妊娠中から育児までトータルにサポート
バンクーバーで出産と育児をサポートするMosMos Familyを主催する石橋伯子さん。今回、産後のベビーマッサージのクラスを見学させてもらった。クラスは赤ちゃんとお母さんの体重測定から始まる。「妊婦の時から健康を意識し食事やエクササイズのアドバイスをします。ここのベビーマッサージは赤ちゃんの自律神経とホメオスタシスを意識しながら体の機能を高め成長を促し、親子の絆を深めお母さんが育児に自信が持てるようにする技を磨く所です。泣いている赤ちゃんを抱っこして泣き止ませるのではなく、もっと簡単で楽な方法があるんです」とクラスで教えているという石橋さん。お母さんのエクササイズでは体をリラックスさせたり、骨盤矯正や体の不調を改善し産後の体を徐々に元に戻す指導をする。「クラスで発見したお子さんの好きなマッサージの部位を家で実践持続し、赤ちゃんがハッピーになる育児法を身につけます。またここをお母さん同士の交流の場にしてもらえたらいいな」と語る。これまでのイベントでは、春夏ヤードセール、ハロウィーン仮装パーティー、クリスマスパーティーなどをしている。

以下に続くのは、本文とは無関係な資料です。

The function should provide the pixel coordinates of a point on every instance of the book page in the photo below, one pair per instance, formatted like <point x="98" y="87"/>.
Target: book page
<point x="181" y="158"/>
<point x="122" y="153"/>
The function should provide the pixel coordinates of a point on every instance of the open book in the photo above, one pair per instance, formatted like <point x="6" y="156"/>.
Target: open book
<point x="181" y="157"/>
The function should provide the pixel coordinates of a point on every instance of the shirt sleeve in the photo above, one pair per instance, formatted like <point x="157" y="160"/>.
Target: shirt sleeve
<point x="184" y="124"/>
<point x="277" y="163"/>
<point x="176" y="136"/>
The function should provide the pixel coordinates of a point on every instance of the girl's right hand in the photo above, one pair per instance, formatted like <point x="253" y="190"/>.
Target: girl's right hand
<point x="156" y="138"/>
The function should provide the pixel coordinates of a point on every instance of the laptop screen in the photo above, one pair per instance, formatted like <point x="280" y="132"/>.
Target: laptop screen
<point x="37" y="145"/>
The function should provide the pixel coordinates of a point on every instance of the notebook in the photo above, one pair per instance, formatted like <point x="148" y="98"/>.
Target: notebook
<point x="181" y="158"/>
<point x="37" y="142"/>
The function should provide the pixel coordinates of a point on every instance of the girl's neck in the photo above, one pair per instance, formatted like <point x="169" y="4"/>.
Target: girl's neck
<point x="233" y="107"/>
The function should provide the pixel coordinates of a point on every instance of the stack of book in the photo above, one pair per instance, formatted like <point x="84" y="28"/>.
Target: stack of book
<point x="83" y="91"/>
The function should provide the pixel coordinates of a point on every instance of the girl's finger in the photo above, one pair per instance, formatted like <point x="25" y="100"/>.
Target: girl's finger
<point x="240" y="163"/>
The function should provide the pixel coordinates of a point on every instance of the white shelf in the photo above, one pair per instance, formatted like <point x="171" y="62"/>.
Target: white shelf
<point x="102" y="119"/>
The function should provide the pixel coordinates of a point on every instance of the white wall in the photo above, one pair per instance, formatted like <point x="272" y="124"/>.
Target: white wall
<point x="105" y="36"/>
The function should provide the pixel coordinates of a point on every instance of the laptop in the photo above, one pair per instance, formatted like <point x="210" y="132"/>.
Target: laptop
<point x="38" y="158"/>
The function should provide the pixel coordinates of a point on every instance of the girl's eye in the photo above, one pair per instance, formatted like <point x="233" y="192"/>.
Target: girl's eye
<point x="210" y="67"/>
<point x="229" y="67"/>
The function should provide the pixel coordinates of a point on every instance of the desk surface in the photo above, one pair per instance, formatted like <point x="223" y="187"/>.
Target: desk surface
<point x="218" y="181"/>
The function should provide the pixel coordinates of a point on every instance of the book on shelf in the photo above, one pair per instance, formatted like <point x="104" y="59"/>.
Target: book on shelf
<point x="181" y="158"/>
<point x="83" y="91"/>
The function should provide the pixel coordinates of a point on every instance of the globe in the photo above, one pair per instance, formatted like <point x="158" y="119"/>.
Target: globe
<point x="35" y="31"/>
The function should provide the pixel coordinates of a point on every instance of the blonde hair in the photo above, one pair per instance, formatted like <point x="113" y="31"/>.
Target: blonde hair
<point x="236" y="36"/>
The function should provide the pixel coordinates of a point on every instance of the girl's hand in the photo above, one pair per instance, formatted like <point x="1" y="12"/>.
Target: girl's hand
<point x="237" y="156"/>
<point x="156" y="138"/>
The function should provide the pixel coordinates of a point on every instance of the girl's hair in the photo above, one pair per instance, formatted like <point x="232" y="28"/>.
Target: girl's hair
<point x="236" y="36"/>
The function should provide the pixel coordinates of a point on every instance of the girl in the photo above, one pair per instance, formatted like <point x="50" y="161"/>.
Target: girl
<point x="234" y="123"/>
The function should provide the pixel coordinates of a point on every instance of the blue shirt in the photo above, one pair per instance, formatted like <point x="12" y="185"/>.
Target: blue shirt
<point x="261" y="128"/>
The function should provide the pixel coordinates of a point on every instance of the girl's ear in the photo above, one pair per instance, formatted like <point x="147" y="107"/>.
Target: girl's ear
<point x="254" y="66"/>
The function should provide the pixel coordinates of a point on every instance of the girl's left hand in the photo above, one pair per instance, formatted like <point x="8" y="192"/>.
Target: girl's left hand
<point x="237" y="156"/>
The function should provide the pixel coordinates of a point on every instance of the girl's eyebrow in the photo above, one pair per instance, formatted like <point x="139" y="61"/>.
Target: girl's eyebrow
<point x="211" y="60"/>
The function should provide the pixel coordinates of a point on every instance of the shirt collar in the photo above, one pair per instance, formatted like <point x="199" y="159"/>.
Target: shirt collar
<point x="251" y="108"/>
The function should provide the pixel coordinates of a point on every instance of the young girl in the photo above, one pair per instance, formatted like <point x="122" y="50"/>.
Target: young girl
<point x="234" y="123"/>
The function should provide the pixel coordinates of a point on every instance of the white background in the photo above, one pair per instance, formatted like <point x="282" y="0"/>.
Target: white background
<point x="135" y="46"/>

このクラスの他にもマタニティヨガとフラダンス、産後体操、マザーコーチングなどと多岐にわたる。マザーコーチングというのは、インド式アーユルベーダやドイツ式リンパケアなどの伝承医学を通じて、脳と心の知育を目指す育児方法とのこと。免疫力を高めて薬に頼らない健康的な生活は、乳児だけでなく誰にとっても大切なものだ。このクラスは育児中の方に限らずどんな年齢層の方でも受けることができる。
頼れるお母さんのような存在
石橋さんがマタニティヨガを教え始めたのは2003年ごろ。バンクーバーの旅行会社に勤めていたが、2001年9月11日の米国へのテロ攻撃の影響を受けて2002年春にはその会社が閉鎖してしまう。次の仕事を探し続けた末、思いついたのがヨガだった。椎間板ヘルニアを患った時、勧められて始めたヨガをずっと続けていたのだ。そして当時まだやっている人がいなかった日本語でのマタニティヨガを教えてみようと、日本とカナダでインストラクターとしての資格を取った。日本ではマタニティヨガは医師が助産師や看護師に教えるものであり、助産師ではない石橋さんはコースを受けることすらも断られてしまう。そのうち「カナダで教えるが日本では教えない」ことを条件にやっと受講させてくれる許可をもらった。カナダのマタニティヨガのコースはリラックスする方法を学ぶことが基本だという一方、日本の場合安産を目指すためのもので、内容がかなり異なる。「両方を見れたのは良かったです。違いを知った上で自信を持って日本式を取り入れることができるようになりました」という。
マタニティヨガを教えるうちにドューラについての問い合わせも受けるようになってきた。そこでシアトルの助産師養成学校でコースを取ったり、ボランティアでドューラの仕事をして経験を積んでいった。本格的にドューラサービスを提供するようになったのは2005年のことで以来370人以上の妊婦さんの出産のお手伝いをしてきたという。混同されやすいが、助産師(ミッドワイフ)というのは赤ちゃんを取り上げるほか、薬の投与指示や内診などの医療サポートをするが、ドューラは出産のコーチであり陣痛を乗り切るサポート・アドバイスをしたり、精神面でのサポートなどをする。
「出産後よく頂くコメントが『私のお母さんみたい』なんです。そんな風に感じてくださり嬉しく思います」と石橋さん。現在、MosMos Family以外でもクリニックで安産のためのクラスを教えたり、霊気マスターとして霊気ヒーリングにも力を入れるなど様々な活動をおこなっている。